Parenting Shy Kids
Children each have unique personalities. Some are little social butterflies, making friends easily and having many. Others are quieter and more reserved, slow to warm up and preferring one or two close playmates. Charlotte Reznick, PhD, an educational psychologist, associate professor at UCLA, and author of The Power of Your Child's Imagination: How to Transform Stress and Anxiety into Joy and Success, offers some great advice for parents who are concerned that their child may be too shy.
shyness isn't abnormal
The most important thing to realize is that, absent a traumatic event that might lead to withdrawn behavior, most children who are shy just have quiet temperaments; there is nothing "wrong" with them! Some children are simply shy, and as they get older, they break out of their shells on their own.
Shy children are usually very in touch with their own feelings and self-reflective. They are oftentimes good writers, and interested in psychology and philosophy as they get older. Encourage them to write out their thoughts and feelings from a young age.
Reznick cautions parents against saying to children, "Don't be so shy!" Even telling other adults that your child is shy in front of her can be harmful. Labeling children can make them feel as though they need to fulfill the label.
Instead, Reznick suggests being positive. "Children have the answers," she says, "and as parents or caretakers, it's our job to help them find those answers." One way to do this is by positively reminding your child of her past successes. For example, before a birthday party, ask, "Do you remember last month, when you went to Suzie's party, and you played with the other kids and had such a great time? Do you think you want to do that again today?" Discuss the scenario with your little one and encourage her with positive reinforcement.
Reznick notes that if you ask a child why she's shy, she'll usually give the standard answer: "I dunno!" If you instead use imagery and ask your child questions, you can make progress. For example, suggest to your little one that she close her eyes and visualize. Create a scenario and ask how it makes her feel. If she feels fear or worry, have her envision bravery and confidence. Have her imagine those feelings taking over her body. As abstract as that can sound to an adult, it can really help a child.

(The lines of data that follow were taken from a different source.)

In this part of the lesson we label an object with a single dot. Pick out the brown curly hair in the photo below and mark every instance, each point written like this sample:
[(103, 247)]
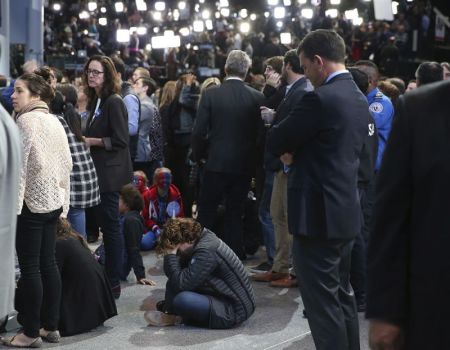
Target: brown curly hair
[(177, 231), (111, 84)]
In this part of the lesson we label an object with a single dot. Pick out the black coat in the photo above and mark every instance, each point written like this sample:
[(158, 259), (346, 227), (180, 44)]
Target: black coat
[(86, 298), (227, 128), (214, 270), (112, 162), (295, 94), (409, 268), (325, 131)]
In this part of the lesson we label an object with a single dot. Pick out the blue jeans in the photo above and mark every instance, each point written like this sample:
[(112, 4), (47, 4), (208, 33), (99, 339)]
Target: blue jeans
[(77, 218), (112, 239), (265, 218)]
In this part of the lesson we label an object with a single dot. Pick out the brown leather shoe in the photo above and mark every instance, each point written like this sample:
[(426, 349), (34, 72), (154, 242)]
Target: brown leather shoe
[(269, 276), (287, 282)]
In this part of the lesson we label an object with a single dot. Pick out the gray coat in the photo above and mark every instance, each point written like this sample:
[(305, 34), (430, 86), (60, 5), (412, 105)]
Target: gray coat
[(10, 162)]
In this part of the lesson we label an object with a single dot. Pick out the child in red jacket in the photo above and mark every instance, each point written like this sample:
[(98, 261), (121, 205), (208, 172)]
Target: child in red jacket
[(162, 201)]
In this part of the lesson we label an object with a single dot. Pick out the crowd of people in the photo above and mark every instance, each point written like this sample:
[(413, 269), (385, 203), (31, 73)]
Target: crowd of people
[(337, 163)]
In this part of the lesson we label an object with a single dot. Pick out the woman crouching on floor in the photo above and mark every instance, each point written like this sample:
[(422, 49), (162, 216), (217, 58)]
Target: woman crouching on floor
[(207, 284)]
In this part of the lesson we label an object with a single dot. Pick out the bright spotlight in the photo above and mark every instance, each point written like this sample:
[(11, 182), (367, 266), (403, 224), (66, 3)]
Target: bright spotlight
[(119, 6), (307, 13), (123, 35), (160, 6), (84, 15), (199, 26), (286, 38), (279, 12), (332, 13), (141, 5), (244, 27), (185, 31), (206, 14), (225, 12)]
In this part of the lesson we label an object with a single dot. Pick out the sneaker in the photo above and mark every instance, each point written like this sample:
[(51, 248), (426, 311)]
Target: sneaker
[(161, 319), (263, 267)]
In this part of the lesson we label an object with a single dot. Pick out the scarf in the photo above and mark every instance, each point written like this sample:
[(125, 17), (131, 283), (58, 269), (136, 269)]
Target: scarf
[(33, 106)]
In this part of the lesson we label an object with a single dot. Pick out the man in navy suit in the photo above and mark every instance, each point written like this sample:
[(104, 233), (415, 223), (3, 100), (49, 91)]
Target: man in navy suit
[(324, 133)]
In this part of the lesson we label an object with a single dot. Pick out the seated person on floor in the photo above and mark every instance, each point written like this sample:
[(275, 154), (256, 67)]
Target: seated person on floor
[(132, 227), (207, 284), (162, 201), (87, 300)]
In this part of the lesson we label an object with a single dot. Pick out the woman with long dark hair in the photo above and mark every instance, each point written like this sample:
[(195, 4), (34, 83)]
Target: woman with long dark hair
[(107, 136), (44, 194)]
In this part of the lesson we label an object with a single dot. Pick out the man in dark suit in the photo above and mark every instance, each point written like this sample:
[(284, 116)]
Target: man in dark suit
[(225, 134), (409, 271), (324, 133)]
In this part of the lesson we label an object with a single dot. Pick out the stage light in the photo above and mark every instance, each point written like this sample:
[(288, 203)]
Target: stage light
[(119, 6), (185, 31), (160, 6), (157, 16), (244, 27), (206, 14), (123, 35), (142, 30), (141, 5), (92, 6), (84, 15), (199, 26), (279, 12), (307, 13), (164, 42), (286, 38), (332, 13), (208, 24)]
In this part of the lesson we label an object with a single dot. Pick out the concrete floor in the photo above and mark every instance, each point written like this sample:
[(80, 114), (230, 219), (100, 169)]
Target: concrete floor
[(276, 324)]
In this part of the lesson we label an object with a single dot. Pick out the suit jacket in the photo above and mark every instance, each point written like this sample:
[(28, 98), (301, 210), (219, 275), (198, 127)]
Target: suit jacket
[(295, 94), (227, 128), (409, 269), (113, 162), (10, 166), (325, 132)]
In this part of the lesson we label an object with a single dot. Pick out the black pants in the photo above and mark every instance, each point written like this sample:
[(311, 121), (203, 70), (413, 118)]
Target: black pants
[(323, 271), (234, 189), (38, 295), (114, 243)]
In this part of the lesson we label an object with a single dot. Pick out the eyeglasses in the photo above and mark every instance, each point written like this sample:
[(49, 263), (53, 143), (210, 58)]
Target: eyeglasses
[(94, 72)]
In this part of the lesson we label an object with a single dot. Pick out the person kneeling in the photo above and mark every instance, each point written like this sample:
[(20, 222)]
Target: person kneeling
[(207, 284)]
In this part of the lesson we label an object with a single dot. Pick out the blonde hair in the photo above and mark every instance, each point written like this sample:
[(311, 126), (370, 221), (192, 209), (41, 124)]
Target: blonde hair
[(168, 93)]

Remember that being shy is generally not a problem for children who are in elementary school or younger. Reznick explains, "Some children are outgoing and have a lot of friends; others are more timid and are happy with one or two close playmates." If your child is unhappy about his shyness, then there is certainly cause to work with him. And if your little one seems to be more than just shy and is exhibiting signs of social anxiety -- which can cause physical symptoms such as stomach aches, headaches and inability to sleep -- professional assistance may be warranted.
Otherwise, work positively with your child as much as you feel will be beneficial. Use your parental instincts. Nobody knows your child like you.